We should not limit ourselves to problem-oriented thinking and problem-oriented communication.
Here are two here’s a great books that talks about solutions:
http://www.amazon.com/Hot-Flat-Crowded-Revolution---America/dp/B002BWQ504/
http://www.naturaledgeproject.net/factor5.aspx
We have to use fewer resources to achieve a particular benefit. Here are two energy examples: In 1989 we owned a car in Kansas moving us 12 miles using 1 gallon of fuel. Today in 2011 my Ford Fiesta allows us to move 65 miles using 1 gallon of fuel. More than 20 years ago double-glazed windows were already standard in Germany while most of the UK still relied on single panes. Today we are moving toward triple-glazed windows and the insulation of walls and roofs are far superior. It costs less and less to heat a house in the winter.
What about other resources? Well, the ultimate goal must be cradle-to-crade manufacturing, see http://en.wikipedia.org/wiki/Cradle_to_Cradle_Design
Our global intelligence will get us there. At some point garbage dumps will become practically obsolete. This will create a sustainable system. Of course we also need to change our way of life, but it will still be a better life than in the past.
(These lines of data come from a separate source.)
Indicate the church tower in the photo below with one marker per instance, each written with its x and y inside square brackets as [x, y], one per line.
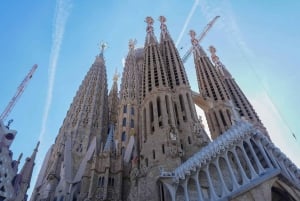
[240, 101]
[160, 144]
[191, 132]
[218, 108]
[85, 126]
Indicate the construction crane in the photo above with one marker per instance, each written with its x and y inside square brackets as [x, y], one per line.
[18, 93]
[204, 32]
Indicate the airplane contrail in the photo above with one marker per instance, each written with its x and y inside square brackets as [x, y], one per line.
[62, 11]
[187, 21]
[60, 18]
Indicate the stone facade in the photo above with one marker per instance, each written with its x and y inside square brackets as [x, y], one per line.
[147, 143]
[13, 183]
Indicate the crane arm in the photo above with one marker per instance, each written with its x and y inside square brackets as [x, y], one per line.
[202, 35]
[18, 93]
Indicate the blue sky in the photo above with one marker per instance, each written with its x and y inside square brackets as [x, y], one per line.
[258, 41]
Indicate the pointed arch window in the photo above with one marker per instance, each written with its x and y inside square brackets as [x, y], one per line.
[123, 136]
[124, 122]
[132, 123]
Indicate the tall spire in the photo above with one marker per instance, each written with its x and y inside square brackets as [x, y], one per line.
[150, 37]
[198, 50]
[86, 119]
[212, 88]
[218, 64]
[186, 117]
[240, 102]
[26, 174]
[113, 100]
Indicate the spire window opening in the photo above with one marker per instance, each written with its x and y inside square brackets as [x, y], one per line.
[182, 108]
[168, 112]
[124, 122]
[222, 117]
[145, 125]
[159, 111]
[176, 114]
[151, 116]
[123, 138]
[190, 106]
[146, 162]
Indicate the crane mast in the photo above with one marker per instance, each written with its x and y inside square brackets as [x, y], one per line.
[18, 93]
[202, 35]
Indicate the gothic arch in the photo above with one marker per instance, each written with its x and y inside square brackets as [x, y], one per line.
[225, 173]
[179, 193]
[192, 189]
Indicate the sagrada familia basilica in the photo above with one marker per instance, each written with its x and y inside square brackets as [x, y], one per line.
[146, 141]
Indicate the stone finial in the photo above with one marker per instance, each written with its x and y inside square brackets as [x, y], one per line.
[116, 76]
[102, 47]
[37, 146]
[132, 43]
[193, 34]
[149, 21]
[213, 51]
[163, 26]
[162, 19]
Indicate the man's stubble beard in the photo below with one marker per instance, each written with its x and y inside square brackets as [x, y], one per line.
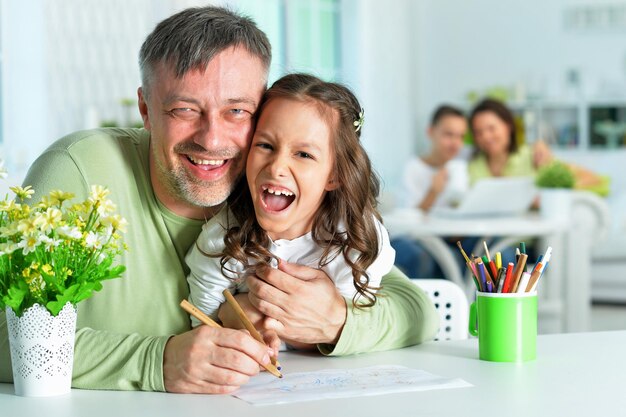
[185, 187]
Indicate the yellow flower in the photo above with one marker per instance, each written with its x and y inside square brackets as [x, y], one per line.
[23, 193]
[28, 244]
[98, 193]
[116, 221]
[45, 202]
[106, 207]
[26, 226]
[60, 196]
[48, 220]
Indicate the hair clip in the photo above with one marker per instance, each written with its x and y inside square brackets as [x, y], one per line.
[359, 122]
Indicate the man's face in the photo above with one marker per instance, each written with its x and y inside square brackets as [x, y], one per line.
[447, 136]
[201, 126]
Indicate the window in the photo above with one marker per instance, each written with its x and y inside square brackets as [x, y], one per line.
[305, 34]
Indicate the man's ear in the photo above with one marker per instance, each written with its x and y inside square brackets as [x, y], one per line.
[332, 184]
[143, 108]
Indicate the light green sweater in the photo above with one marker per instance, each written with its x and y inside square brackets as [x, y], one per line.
[122, 330]
[519, 164]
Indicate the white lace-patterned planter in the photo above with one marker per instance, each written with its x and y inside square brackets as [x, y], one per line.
[42, 350]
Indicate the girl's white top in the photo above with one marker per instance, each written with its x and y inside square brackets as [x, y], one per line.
[207, 281]
[418, 176]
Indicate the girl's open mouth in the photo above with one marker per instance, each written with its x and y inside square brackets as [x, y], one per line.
[276, 199]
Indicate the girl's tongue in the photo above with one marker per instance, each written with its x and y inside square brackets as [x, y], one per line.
[277, 202]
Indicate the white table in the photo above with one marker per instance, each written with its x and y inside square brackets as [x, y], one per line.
[559, 308]
[575, 374]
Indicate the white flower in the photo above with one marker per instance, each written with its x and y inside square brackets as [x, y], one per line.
[50, 243]
[116, 221]
[29, 244]
[98, 193]
[94, 240]
[69, 232]
[106, 207]
[48, 220]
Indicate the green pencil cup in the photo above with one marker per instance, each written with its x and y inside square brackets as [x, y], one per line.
[506, 326]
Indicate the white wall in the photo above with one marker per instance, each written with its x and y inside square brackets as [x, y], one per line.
[379, 64]
[474, 45]
[67, 64]
[26, 118]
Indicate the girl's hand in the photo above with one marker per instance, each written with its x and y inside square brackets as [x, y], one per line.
[229, 318]
[301, 304]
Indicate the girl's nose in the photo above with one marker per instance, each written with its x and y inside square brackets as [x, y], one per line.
[279, 166]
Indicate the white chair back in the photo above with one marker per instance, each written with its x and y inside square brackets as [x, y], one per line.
[451, 304]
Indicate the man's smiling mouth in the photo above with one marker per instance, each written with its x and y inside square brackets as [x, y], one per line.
[206, 163]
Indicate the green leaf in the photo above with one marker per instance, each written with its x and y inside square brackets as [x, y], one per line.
[114, 272]
[54, 307]
[15, 296]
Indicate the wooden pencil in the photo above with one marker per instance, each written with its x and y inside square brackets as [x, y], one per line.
[193, 310]
[519, 269]
[245, 320]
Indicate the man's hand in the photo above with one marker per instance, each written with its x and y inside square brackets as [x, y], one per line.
[212, 361]
[229, 318]
[301, 304]
[440, 179]
[542, 155]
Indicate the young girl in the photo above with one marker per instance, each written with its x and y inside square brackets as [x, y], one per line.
[309, 198]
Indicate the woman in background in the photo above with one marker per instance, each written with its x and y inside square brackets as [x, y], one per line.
[497, 152]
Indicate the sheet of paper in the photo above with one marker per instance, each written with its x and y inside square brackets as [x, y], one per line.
[340, 383]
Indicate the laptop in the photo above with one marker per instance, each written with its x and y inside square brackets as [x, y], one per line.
[510, 196]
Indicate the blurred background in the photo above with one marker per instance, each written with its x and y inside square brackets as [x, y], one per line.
[67, 65]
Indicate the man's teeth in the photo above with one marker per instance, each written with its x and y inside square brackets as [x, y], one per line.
[278, 192]
[213, 162]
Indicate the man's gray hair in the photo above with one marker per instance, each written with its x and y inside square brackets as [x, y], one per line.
[191, 38]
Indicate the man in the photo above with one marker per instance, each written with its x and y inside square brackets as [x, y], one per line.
[203, 74]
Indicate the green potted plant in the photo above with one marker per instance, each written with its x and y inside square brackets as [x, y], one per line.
[555, 181]
[53, 255]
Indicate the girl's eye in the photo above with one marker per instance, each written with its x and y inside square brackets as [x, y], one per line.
[264, 145]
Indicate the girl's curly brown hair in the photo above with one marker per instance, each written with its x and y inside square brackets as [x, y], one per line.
[353, 203]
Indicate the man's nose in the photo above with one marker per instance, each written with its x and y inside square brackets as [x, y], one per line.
[211, 134]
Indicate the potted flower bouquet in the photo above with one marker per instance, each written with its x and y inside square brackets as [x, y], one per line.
[53, 254]
[555, 182]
Cars require only a quarter of gas than they did in the past, but people cross eight times longer distances, so in absolute terms more fossil fuels are being consumed. Something needs to be done about this, no doubt. It is a problem. So what is the solution? There are plenty. Car pooling, HOV lanes, working from home 1–2 days a week instead of driving to the office every day, using trains running on electricity based on renewable energy sources, modern public transport in our urban regions (the US should learn from Europe here), car sharing i.e. not owning a car (saves resources to produce cars) at all.
Zero-energy buildings are a reality already. Of course it will take many decades for them to become widespread.
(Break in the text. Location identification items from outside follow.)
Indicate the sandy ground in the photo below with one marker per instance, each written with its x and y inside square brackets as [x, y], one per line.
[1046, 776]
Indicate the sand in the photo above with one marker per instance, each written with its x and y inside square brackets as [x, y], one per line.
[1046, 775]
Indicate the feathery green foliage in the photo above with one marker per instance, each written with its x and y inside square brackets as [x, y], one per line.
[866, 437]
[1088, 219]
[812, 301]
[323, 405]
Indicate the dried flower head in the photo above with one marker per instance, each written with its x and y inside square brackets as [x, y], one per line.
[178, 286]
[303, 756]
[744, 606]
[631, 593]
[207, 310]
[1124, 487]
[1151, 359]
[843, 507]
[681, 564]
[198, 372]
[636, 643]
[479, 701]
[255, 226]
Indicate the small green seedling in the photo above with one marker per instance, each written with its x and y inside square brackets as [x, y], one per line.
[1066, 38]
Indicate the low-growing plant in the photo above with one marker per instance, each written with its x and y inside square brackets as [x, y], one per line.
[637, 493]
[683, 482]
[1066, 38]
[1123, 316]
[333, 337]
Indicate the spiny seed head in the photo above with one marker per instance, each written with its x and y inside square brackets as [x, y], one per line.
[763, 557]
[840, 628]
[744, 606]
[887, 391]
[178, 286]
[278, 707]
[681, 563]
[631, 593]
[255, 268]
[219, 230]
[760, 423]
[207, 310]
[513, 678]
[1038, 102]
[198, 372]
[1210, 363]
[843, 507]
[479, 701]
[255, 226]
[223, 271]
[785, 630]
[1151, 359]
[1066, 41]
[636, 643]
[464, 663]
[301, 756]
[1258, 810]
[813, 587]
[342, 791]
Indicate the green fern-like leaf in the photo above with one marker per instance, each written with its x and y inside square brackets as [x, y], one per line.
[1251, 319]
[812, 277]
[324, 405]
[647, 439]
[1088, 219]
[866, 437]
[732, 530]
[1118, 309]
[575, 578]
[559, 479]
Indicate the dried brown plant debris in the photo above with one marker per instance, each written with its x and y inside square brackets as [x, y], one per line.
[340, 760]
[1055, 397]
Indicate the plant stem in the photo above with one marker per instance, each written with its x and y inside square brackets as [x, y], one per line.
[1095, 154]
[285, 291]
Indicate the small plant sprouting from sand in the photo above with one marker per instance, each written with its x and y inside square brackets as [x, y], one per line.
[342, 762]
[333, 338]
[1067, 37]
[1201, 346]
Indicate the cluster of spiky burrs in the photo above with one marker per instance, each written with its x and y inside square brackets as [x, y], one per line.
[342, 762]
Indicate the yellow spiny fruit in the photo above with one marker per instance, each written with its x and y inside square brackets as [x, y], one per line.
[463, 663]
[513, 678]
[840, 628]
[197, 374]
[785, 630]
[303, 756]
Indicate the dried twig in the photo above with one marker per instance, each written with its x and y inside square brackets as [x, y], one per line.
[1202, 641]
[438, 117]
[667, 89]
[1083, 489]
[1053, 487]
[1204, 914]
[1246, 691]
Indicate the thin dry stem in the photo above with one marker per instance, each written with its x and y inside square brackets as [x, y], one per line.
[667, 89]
Most heated discussions about the difference between the two following views:
1) Humanity as a whole got serious problems and change for the better is too slow
2) Humanity as a whole got serious problems and this is what we need to do
Our mindset must shift towards number 2.
According to M. Ridley ideas are “having sex with other ideas” from all over the planet with ever-increasing promiscuity. We can’t extrapolate in a linear way from the present state of society. R. Kurzweil calls this the law of accelerating returns. We’ve seen paradigm shifts every decade or so for the past 300 years. It’s reasonable to predict more of these shifts in the near future. Therefore the potential of humanity avoiding failure is immense. Saving the world is NOT a lost cause. On the contrary.